NETGEAR is aware of a growing number of phone and online scams. To learn how to stay safe click here.
Forum Discussion
halbertn
Mar 27, 2024Aspirant
RN 316 - Raid 5 config, Data Volume Dead
Hello. I have a ReadyNas 316 with 6x hd running in a raid 5 configuration. The other day I had disk2 go from ONLINE to FAILED and the system entered a degraded state. This forced a resync. As it was ...
Sandshark
Mar 30, 2024Sensei
If you use a VM, the images must be write enabled -- VirtualBox requires that they are. They will behave like real drives in a real NAS, except be slower.
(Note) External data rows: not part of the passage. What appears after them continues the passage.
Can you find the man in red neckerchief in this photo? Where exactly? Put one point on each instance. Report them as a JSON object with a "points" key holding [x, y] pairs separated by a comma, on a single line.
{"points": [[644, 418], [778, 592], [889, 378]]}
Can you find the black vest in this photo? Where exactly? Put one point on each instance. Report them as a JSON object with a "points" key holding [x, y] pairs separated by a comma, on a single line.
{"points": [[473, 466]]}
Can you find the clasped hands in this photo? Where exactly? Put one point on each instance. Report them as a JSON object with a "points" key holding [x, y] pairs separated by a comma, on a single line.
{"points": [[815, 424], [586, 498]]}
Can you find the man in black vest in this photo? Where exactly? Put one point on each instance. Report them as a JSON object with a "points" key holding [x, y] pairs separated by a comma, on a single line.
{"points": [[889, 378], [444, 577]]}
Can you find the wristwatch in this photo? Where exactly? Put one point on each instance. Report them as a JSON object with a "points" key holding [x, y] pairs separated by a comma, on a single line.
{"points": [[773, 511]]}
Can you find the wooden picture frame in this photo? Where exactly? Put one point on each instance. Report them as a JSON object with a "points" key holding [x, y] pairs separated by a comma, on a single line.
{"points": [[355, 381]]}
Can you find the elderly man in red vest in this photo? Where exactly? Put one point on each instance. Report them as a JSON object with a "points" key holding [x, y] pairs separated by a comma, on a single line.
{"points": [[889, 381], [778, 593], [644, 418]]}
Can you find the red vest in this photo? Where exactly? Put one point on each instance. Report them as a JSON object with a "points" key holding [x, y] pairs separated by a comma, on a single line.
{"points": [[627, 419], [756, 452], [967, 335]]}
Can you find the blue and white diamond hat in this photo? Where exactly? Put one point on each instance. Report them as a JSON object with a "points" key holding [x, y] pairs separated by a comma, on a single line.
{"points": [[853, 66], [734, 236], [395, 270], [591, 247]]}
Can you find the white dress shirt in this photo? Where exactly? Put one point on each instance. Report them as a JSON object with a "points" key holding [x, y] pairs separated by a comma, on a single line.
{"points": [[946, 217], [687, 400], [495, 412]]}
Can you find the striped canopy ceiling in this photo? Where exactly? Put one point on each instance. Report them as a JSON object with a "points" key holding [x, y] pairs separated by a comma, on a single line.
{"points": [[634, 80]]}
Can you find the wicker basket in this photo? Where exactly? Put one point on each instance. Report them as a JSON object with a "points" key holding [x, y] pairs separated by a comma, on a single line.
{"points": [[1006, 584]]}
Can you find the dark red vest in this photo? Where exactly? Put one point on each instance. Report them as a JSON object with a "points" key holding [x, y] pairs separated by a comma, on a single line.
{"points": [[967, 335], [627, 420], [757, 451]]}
So they, too, are likely to be out of sync and require a forced re-assembly.
halbertn
Apr 03, 2024Aspirant
Recap: I had 6hdd in a raid5 configuration that failed and reported volume is dead.
Cause of failure: while running a scrub, disk2 fell out of sync forcing the raid array to resync it. During resync, disk3 failed.
Update:
I’ve begun the process of cloning each of my 6 drives to an image using ddrescue. Prior to performing the clone, I ran a smart test to get the status of each drive.
Disk 1, 4, 6 - test passed
Disk 2, 3, 5 - test failed
Assuming I would be successful in cloning disk1,4,6, I proceeded to begin cloning the failed disks first.
Disk 2 - clone was successful! No errors
Disk 3 - Stopped cloning after reaching 66% due to too many errors. Gave up on this disk.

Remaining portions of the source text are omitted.